Ich möchte mit meinem People Lead darüber sprechen, was ich gemacht habe, ob das gute Ideen waren und dann gemeinsam, ganz ohne Rücksicht auf die Bewertung zu schauen, was mit hindsight bias alternative Handlungsmöglichkeitanten gewesen wären und was das für die Zukunft bedeutet.

Und wie erreichen wir jetzt unser Outcome? Wir erinnern uns - eigentlich zählt nur das

Die Idee, unsere Ziele auf der Basis von Verhaltensweisen und Handlungen anstatt auf der Basis von Outcomes zu definieren, auf dass wir unsere Zielerreichung einzig und allein von uns abhängig ist, heißt nicht, dass wir die Outcomes ignorieren sollten oder auch nur können. → Wir brauchen eine Möglichkeit zur Steuerung.

Um Steuern zu können, brauchen wir eine Betrachtung der Outcomes. Brauchen wir das für alles, wofür wir mal Ziele definiert haben?
⇒ Für sowas wie KPIs schon. Was ist mit "internem" Kram?
⇒ Wir tun eigentlich alles, weil wir ein Outcome zu erreichen wollen.
⇒ Der Outcome ist also das Ziel. Ohne den würden wir nichts anfangen.

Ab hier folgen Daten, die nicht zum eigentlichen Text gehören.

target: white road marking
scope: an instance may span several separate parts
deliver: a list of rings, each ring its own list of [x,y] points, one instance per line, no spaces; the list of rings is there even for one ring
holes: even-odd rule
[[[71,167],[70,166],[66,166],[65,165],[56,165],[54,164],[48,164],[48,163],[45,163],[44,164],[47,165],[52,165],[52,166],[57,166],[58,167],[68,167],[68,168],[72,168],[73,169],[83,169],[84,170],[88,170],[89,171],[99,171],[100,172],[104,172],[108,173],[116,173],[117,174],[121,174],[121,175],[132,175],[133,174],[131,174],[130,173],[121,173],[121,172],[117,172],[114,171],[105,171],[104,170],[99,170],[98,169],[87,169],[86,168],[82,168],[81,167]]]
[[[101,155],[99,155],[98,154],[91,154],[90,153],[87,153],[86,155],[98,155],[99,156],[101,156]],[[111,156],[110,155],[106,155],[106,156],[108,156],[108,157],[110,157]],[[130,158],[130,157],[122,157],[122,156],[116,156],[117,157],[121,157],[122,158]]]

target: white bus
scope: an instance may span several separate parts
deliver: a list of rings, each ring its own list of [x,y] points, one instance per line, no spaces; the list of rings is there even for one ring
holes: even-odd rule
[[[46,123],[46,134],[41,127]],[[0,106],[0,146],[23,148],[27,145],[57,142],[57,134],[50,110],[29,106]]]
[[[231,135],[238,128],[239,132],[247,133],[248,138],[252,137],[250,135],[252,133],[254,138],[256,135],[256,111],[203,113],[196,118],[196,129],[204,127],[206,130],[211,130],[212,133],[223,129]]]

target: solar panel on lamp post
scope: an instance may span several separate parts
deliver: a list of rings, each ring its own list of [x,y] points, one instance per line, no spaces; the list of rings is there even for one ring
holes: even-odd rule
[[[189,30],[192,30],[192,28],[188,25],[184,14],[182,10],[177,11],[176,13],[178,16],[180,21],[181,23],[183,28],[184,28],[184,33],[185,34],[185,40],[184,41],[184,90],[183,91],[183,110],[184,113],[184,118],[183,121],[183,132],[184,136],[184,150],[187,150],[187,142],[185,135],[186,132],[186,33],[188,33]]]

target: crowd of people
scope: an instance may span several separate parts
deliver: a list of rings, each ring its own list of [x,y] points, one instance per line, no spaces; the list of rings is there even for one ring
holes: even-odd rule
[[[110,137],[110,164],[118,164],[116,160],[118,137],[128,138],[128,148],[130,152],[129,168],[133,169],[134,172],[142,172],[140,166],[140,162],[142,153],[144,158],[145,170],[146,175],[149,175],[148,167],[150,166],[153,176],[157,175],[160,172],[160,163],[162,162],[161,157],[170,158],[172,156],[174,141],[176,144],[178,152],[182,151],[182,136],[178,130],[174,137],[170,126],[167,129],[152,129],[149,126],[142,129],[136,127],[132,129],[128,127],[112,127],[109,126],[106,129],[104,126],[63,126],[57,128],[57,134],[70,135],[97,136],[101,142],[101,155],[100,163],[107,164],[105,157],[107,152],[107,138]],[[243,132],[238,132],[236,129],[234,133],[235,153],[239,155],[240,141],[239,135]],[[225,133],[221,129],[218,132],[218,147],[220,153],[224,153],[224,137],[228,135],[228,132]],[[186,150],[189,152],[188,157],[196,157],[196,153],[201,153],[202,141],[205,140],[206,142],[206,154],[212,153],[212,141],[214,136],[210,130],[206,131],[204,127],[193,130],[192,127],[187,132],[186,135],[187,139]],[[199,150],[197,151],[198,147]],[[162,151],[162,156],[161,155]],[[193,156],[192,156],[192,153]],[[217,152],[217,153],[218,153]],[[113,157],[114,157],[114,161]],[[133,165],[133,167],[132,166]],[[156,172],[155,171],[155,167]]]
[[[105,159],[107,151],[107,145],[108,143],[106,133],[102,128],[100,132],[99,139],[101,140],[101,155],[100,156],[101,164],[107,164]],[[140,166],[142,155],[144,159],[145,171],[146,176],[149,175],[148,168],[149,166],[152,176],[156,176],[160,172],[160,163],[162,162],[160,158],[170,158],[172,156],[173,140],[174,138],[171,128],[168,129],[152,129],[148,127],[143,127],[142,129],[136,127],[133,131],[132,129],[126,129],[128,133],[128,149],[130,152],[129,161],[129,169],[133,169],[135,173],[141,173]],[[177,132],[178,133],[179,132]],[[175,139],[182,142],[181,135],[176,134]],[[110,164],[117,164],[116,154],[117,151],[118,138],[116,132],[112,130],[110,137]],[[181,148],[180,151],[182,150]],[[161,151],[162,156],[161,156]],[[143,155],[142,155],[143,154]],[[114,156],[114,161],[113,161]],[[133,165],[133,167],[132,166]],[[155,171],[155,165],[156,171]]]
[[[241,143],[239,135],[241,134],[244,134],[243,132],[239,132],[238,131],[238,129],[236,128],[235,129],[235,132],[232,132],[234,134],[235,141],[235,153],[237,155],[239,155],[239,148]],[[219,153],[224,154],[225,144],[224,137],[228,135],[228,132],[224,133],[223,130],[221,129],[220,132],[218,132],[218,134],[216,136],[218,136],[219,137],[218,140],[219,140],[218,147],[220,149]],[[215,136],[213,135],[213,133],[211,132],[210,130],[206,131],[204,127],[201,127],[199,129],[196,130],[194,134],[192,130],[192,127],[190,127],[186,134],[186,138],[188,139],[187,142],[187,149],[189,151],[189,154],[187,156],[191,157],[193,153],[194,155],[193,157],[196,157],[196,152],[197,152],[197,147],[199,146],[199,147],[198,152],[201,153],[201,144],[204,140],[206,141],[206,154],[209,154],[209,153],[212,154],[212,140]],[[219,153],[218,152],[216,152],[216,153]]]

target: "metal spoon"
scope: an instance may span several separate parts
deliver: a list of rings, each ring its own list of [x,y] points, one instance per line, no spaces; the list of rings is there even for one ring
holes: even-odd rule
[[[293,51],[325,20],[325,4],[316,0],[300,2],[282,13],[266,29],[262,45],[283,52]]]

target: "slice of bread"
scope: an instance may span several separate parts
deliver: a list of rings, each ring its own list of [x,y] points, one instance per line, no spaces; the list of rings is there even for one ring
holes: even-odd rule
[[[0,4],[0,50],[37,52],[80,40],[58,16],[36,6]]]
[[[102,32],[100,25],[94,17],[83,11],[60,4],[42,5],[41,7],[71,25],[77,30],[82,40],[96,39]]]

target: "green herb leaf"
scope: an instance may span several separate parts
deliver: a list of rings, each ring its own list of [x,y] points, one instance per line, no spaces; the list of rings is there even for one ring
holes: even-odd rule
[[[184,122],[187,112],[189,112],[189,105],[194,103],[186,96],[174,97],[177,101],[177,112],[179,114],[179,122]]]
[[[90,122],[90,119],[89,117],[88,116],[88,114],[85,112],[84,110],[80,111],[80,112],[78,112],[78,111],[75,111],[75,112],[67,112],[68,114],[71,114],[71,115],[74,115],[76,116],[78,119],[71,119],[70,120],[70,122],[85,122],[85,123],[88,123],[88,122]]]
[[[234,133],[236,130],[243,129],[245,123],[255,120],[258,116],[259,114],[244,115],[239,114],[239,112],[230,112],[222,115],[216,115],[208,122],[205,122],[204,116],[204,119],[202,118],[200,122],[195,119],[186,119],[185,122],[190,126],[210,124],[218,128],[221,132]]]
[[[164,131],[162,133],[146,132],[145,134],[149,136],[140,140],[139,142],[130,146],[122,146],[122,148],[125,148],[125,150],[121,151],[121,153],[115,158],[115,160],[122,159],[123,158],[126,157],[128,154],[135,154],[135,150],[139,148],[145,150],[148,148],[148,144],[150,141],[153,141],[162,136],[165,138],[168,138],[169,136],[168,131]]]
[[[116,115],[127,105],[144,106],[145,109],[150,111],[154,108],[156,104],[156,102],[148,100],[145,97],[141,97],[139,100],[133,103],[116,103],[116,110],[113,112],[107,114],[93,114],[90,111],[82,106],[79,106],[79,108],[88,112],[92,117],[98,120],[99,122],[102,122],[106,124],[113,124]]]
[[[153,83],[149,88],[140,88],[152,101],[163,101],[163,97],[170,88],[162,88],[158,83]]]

Wir müssen also von dem gewünschten Outcome die Ziele ableiten. Das führt zu einem Mapping. Wir haben den gewünschten Outcome und das Handeln, von dem wir glauben, dass es uns ans Ziel bringt. Diese Übersetzung kapselt den unsicheren Teil. Wir kommen mit handlungsorientierten Zielen raus, auf die wir uns committen können. Diese können dann auch bewertet werden. Gleichzeitig kann man sich die Ableitung der Ziele anschauen, um zu sehen, ob man die falschen Ideen hatte oder widrige Umstände vorlagen.

Der Prozess sollte also so sein, das wir uns zuerst überlegen, was der Outcome sein sollte, bzw. der Impact, den wir haben wollen. Im nächsten Schritt überlegen wir uns die Maßnahmen, die zu diesem Ziel führen sollen. Die werden zu unseren "praktischen" Zielen. Am Ende bewerten wir eben genau diese Sachen und holen uns dazu Feedback ein.

Wenn wir das geschafft haben, schauen wir nach den Delta zwischen Handeln und Outcome und justieren für die Zukunft nach.